A cluster is just a number until you join it to what the crow was doing. The join is where geometry turns into meaning.
AI narration · Decoding · Contextual clustering
A cluster on the vocal map is a geometric region in the embedding space. A behavioral context is the activity that was occurring when the recording was made — mobbing, foraging, paired calling, parent-offspring exchange. When the two are joined, the model can be asked: for any new vocalization, what's the probability distribution across contexts? The 2026 Demartsev paper on carrion crows did this rigorously using wearable bioacoustic loggers that captured behavior and audio simultaneously. The probabilities on CrowLingo's atlas are downstream of that line of work — cluster-wide estimates, never per-clip ground truth, but useful enough to make the clusters interpretable.

The join
The pipeline (stages 5–7) produces two tables: an audio table with cluster IDs, and a behavior table with timestamped observations. Joined by time window — usually a few-hundred-millisecond tolerance around the call — they yield a third table: per cluster, the distribution of behaviors that co-occurred.
The shape of that distribution is the signal. A cluster whose calls occur 80% during territorial defense and 5% during foraging is doing something different from a cluster that splits evenly across contexts. The first is interpretable; the second is either an encoding artifact or a genuinely context-generic call type (greetings, contact).

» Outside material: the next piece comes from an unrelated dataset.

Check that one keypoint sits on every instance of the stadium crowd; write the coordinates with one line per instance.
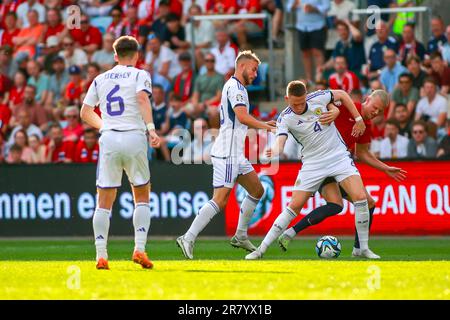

What the wearable-logger work showed
The 2026 carrion-crow paper (Demartsev et al., bioRxiv) is the cleanest recent example. The team deployed wearable audio loggers on a cooperatively breeding crow population, capturing audio and accelerometry per individual. The behavior log was the accelerometer trace, time-aligned to the second.
When they clustered the vocal embeddings and joined to the accelerometry-derived behavioral states, they recovered both the discrete repertoire structure (clusters that map cleanly to a single behavior) and graded structure (grunts that vary continuously with motor activity). The latter is the part that was invisible before — graded variation that the old hand-labeling regime had to either squeeze or discard.
What this is not
It is not "the crow says X means Y." The joined-distribution captures co-occurrence, not semantics. We don't know whether the call causes the behavior, describes the behavior, or simplyaccompanies the behavioral state.
Distinguishing those would require intervention — playback experiments with calibrated control — which the ethics floor constrains heavily and which the Respond stage only barely starts to address.
The honest interpretation
Contextual clustering gives you a probabilistic map from acoustic form to behavioral context. That map is a strong foundation for designing playback experiments, for spotting outlier calls worth investigating, and for distinguishing repertoire change over time. It is not, by itself, a dictionary.